+249 Compute the sum \(\frac{2}{1 \cdot 2 \cdot 3} + \frac{2}{2 \cdot 3 \cdot 4} + \frac{2}{3 \cdot 4 \cdot 5} + \cdots\)
Forms geometric series as follows:
∑2/[n*(n+1)*(n+2)], n=1 to infinity
Sum = F / (1 - r)
Sum = 1/3 / (1 - 1/3)
Sum = 1/3 / (2/3)
Sum= 1/2
+37146 I was looking at this question earlier, but I could not figure out an 'r' common ratio..... you say it is 1/3....can you explain how you got that? I do not see it....... Thanx !
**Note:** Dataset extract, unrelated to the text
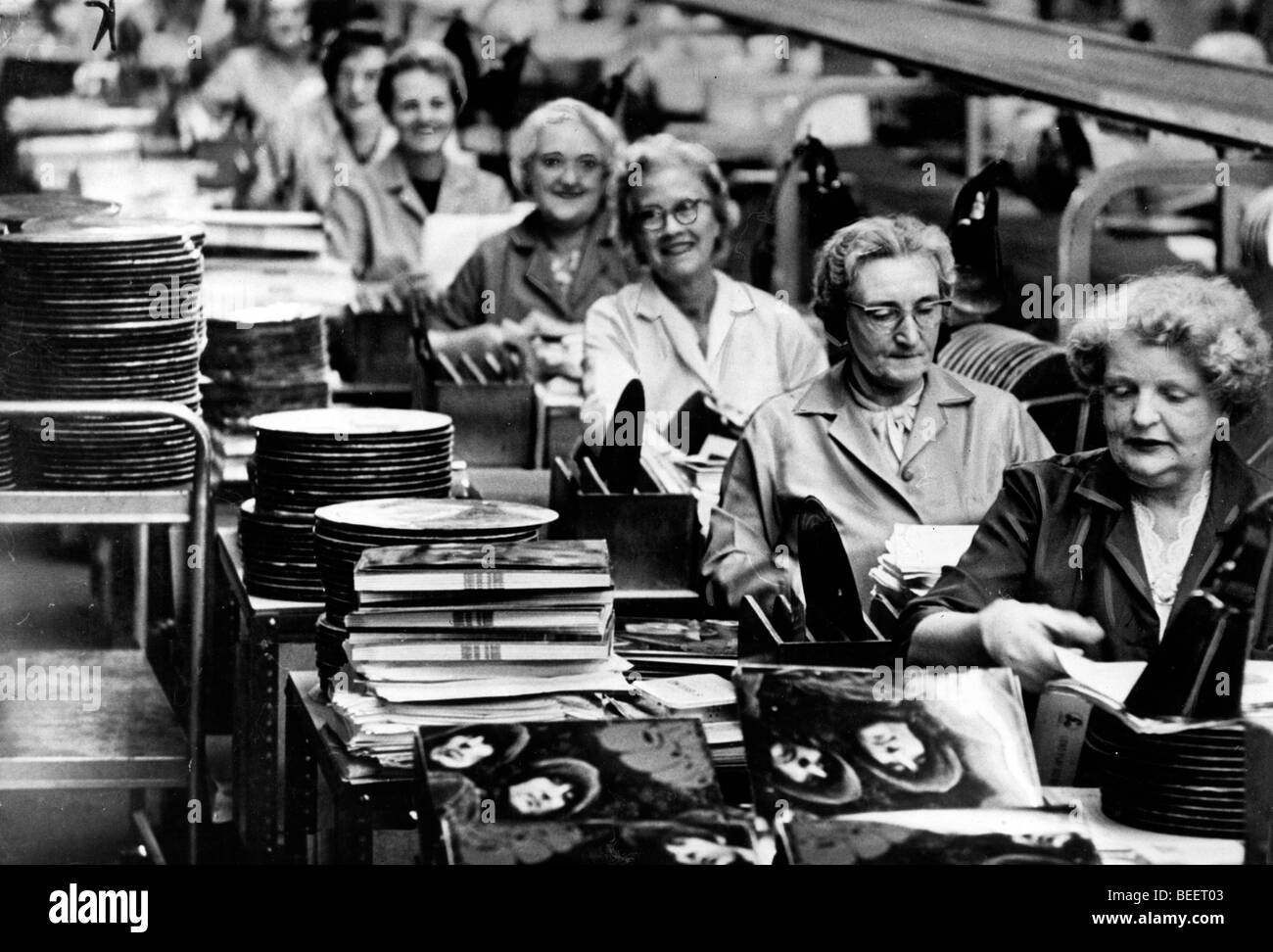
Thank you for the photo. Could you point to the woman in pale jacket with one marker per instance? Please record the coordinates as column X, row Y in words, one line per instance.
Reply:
column 686, row 327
By using the "Partial Sum Formula", you can easily see that it is converging to 1/2. Since this an infinite series with a sum of 1/2 and 1st.term 1/3, therefore the common ratio will be 1/3:
sum_(n=1)^m 2/(n (n+1) (n+2)) = (m^2+3 m)/(2 (m+1) (m+2))
P.S. You may try the 1st. 1,000,000 terms and you will get:0.499999999999000002999993000015....etc.
+37146 But I still do not see a common ratio of 1/3...
a geometric series may simply be written as
a + a r + a r 2 + a r 3 + ⋯
and 1/3 does not fit the bill.......how did you get 1/3??
No, you cannot see it from the series as written. You can only derive it, indirectly, from infinite deries formula: s=a1/[1 - r]. You can possibly see it by repeated subtractions of the denominators, such as:
3, 12, 30, 60, 105,168, 252, 360, 495, 660, 858
9, 18, 30, 45, 63, 84, 108, 135, 165, 198
9, 12, 15, 18, 21, 24, 27, 30, 33
3, 3, 3, 3, 3, 3, 3, 3............=1/3 common ratio!!!